Bediüzzaman’a göre, bizim Müslüman olarak siyasette temel problemimiz, ilk dört halifeden sonra aklımızı başımızdan çıkarıp adeta işlevsiz kılarak, farklı kılıklarda tezahür eden rey-i vahide boyun eğme, bir aklı kutsallaştırma ve çok aklı bir akla mahkûm etme hastalığıdır.

Çok akıl, bir aklı nasıl kutsallaştırıyor ve bir akla nasıl mahkûm oluyor; doğrusu anlamak mümkün değildir! Adı ister saltanat olsun, ister padişahlık, ister halifelik, ister cumhuriyet, isterse cemaat olsun –kurumu ve adı ne olursa olsun-; rey-i vahide mahkûm edildiği anda derman olmaktan çıkıyor, kendisi dert oluyor!

Fıkıh usulünde önemli bir kural vardır: İcma-i ümmet, yani ümmetin bir meseledeki birliği önemli bir şer’î delildir. Rey-i vahid ise delil değildir. Dört mezhebe göre bu böyledir.

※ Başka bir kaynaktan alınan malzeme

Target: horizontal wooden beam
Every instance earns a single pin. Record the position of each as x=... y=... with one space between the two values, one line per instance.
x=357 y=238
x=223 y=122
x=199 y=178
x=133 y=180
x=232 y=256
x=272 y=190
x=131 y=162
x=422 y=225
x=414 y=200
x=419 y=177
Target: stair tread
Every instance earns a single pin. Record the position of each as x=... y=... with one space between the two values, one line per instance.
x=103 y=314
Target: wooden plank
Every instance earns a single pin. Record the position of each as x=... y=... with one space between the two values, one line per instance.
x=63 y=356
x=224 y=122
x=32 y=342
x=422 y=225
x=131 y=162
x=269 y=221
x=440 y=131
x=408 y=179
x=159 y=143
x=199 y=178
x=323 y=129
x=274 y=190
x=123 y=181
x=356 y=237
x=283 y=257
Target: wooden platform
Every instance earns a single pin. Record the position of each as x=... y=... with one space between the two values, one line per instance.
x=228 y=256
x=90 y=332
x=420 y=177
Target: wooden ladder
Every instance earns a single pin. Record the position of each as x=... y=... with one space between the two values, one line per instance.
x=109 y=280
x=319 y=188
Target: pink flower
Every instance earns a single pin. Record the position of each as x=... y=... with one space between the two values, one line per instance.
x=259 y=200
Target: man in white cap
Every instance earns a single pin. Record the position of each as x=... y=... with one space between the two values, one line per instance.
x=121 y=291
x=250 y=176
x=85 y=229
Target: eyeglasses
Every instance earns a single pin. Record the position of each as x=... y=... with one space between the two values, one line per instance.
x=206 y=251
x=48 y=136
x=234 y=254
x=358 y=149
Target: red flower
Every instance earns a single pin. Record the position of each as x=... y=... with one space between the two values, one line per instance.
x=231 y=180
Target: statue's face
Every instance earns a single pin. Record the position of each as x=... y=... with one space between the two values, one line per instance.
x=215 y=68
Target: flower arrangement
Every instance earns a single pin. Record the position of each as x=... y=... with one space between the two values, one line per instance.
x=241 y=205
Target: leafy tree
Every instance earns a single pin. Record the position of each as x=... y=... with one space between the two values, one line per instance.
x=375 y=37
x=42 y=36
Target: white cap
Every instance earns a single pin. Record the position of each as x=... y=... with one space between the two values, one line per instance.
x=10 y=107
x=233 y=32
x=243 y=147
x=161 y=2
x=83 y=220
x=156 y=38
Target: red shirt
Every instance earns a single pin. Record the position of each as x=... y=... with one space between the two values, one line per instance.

Tarikatta şeyhin rey-i vahidine itibar etmek bir usuldür. Eyvallah!

“Benim de Şimdi Bir Reyim Var”

Ama cemaat rey-i vahide mahkûm olmamalı; bütün tercihlerini meşveretle yapmalı, bütün iradesini meşveretle ortaya koymalıdır. Çünkü meşverette ortak akıl esastır. Ortak akılda hikmet vardır, rahmet vardır, bereket vardır.

Bediüzzaman’ın şeriat namına söylediği husus budur! İşte Risale-i Nur, Nur Talebelerinin hizmet biçimlerini olsun, sosyal ve siyasî tercihlerini olsun rey-i vahidin, yani bir şeyhin, bir hocanın veya bir ağabeyin yetkisine vermemiştir. Risale-i Nur’un şahs-ı manevîsinden çıkan meşveret heyetinin sorumluluğuna yüklemiştir.

Öyleyse, meşveretle hareket eden, sonuç ne olursa olsun, hakkın hatırını âli tuttuğundan isabet etmiş olur.

Emirdağ Lahikasında geçen, “Siz, meşveretle ne lâzımsa yaparsınız.”6 ve, “Bundan sonra her meselemizde emir, Risale-i Nur’un şahs-ı manevîsini temsil eden has şakirtlerin ve sizlerindir. Benim de şimdi bir reyim var.”7 gibi fetvaları başka türlü anlamak mümkün mü?

Dipnotlar:
1- Âl-i İmran Suresi: 159; Şûra Suresi: 38.
2- Beyanat ve Tenvirler, s. 36.
3- Beyanat ve Tenvirler, s. 48.
4- Beyanat ve Tenvirler, s. 39.
5- Beyanat ve Tenvirler, s. 42.
6- Bediüzzaman, Emirdağ Lahikası, Yeni Asya Neşriyat, İstanbul, 2006, s. 249.
7- Bediüzzaman, Emirdağ Lahikası, Yeni Asya Neşriyat, İstanbul, 2006, s. 383.